This project consists of five tables. For creating dimensions STATION and RIDER, and facts PAYMENT and TRIP run this script. For making Date table run separately provided dimDate script.

In [0]:
from pyspark.sql.functions import *
from pyspark.sql.types import *

1. Creating STATION table

In [0]:

schema = StructType([\
    StructField("StationId", StringType(), False),\
    StructField("Name", StringType(), True),\
    StructField("Latitude", FloatType(), True),\
    StructField("Longitude", FloatType(), True)])
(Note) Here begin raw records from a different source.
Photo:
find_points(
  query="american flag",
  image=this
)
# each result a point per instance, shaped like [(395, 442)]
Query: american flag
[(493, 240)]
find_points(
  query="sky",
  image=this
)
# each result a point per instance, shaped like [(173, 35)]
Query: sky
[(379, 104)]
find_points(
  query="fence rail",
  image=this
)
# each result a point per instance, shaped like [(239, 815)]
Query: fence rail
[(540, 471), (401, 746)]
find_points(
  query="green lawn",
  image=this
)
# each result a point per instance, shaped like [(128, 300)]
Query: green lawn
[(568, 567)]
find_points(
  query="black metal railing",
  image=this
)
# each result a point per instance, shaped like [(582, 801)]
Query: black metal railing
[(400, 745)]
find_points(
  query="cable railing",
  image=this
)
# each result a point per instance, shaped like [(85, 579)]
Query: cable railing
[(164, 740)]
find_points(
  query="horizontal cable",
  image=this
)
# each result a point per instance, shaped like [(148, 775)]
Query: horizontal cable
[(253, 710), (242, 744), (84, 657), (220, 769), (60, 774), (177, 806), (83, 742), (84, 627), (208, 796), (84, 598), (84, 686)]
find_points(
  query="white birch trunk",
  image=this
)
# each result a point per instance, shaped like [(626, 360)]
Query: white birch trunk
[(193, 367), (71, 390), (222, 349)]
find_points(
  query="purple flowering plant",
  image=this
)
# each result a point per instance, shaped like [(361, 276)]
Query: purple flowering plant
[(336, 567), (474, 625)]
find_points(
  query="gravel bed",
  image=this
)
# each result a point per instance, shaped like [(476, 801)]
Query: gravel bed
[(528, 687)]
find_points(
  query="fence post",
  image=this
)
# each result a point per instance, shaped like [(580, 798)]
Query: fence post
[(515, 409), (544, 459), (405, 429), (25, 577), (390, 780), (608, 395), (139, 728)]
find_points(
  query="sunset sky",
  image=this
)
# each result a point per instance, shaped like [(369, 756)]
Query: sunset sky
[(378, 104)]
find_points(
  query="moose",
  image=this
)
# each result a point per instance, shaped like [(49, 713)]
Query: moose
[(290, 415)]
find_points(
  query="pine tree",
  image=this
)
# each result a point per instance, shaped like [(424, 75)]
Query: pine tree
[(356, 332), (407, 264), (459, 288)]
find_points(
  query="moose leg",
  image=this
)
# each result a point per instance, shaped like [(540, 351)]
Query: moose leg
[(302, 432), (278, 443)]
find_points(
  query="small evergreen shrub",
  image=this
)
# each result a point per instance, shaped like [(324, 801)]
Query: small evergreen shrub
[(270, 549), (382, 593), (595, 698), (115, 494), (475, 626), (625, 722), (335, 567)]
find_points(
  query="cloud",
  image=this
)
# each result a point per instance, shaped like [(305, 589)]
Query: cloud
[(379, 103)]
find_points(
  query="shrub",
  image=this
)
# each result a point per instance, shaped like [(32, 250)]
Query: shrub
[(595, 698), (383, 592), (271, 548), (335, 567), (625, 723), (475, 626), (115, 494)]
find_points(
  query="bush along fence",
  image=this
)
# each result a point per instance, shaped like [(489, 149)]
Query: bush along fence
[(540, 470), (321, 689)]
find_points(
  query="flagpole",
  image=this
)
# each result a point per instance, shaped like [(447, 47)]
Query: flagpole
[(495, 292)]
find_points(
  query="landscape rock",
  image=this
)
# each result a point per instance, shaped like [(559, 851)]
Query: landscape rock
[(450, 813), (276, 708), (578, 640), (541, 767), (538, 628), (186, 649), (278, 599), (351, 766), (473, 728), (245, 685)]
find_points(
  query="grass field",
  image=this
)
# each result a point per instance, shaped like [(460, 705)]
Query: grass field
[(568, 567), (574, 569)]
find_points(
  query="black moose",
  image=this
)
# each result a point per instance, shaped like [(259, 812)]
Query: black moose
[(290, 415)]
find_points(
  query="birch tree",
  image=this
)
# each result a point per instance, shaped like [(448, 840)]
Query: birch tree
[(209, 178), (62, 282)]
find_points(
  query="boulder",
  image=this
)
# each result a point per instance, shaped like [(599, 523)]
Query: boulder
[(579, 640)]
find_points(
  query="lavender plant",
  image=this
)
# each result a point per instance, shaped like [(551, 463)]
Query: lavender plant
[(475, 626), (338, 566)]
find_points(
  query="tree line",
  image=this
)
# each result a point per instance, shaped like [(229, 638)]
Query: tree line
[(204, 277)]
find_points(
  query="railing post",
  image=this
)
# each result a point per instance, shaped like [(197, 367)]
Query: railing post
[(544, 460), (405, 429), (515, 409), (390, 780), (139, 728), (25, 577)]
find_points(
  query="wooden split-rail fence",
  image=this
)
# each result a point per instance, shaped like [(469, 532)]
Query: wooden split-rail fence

df_station = spark.read.format("csv")\
.option("header", "false")\
.schema(schema)\
.load("/FileStore/proj4/stations.csv")

In [0]:
df_station.write.format("delta") \
    .mode("overwrite") \
    .option("mergeSchema", "false") \
    .save("/delta/stations")

In [0]:
df_station_gold = df_station 
df_station_gold.write.format("delta") \
    .mode("overwrite") \
    .saveAsTable("dim_stations")

2 Creating RIDER table

In [0]:
schema = StructType([\
                     StructField("RiderId", IntegerType(), False),\
                     StructField("First", StringType(), True),\
                     StructField("Last", StringType(), True),\
                     StructField("Address", StringType(), True),\
                     StructField("Birthday", DateType(), True),\
                     StructField("AccountStartDate", DateType(), True),\
                     StructField("AccountEndDate", DateType(), True),\
                     StructField("IsMember", BooleanType(), True)
                     ])

df_rider = spark.read.format("csv")\
    .option("header", "false")\
    .schema(schema)\
    .load("/FileStore/proj4/riders.csv")

In [0]:
df_rider.write.format("delta") \
    .mode("overwrite") \
    .option("mergeSchema", "false") \
    .save("/delta/riders")

In [0]:
df_riders_gold = df_rider
df_riders_gold.write.format("delta") \
    .mode("overwrite") \
    .saveAsTable("dim_riders")

3 Create PAYMENT table

In [0]:
schema = StructType([\
                     StructField("PaymentId", IntegerType(), False),\
                     StructField("Date", DateType(), True),\
                     StructField("Amount", DoubleType(), True),\
                     StructField("RiderId", IntegerType(), True)
                     ])

df_payment = spark.read.format("csv")\
    .option("header", "false")\
    .schema(schema)\
    .load("/FileStore/proj4/payments.csv")

In [0]:
df_payment.write.format("delta") \
    .mode("overwrite") \
    .option("mergeSchema", "false") \
    .save("/delta/payments")

In [0]:
df_payments_gold = df_payment
df_payments_gold.write.format("delta") \
    .mode("overwrite") \
    .saveAsTable("fact_payments")

4 Creating TRIP table

In [0]:
schema = StructType([\
                     StructField("TripId", StringType(), False),\
                     StructField("RideableType", StringType(), True),\
                     StructField("StartAt", TimestampType(), True),\
                     StructField("EndedAt", TimestampType(), True),\
                     StructField("StartStationId", StringType(), True),\
                     StructField("EndStationId", StringType(), True),\
                     StructField("RiderId", IntegerType(), True)])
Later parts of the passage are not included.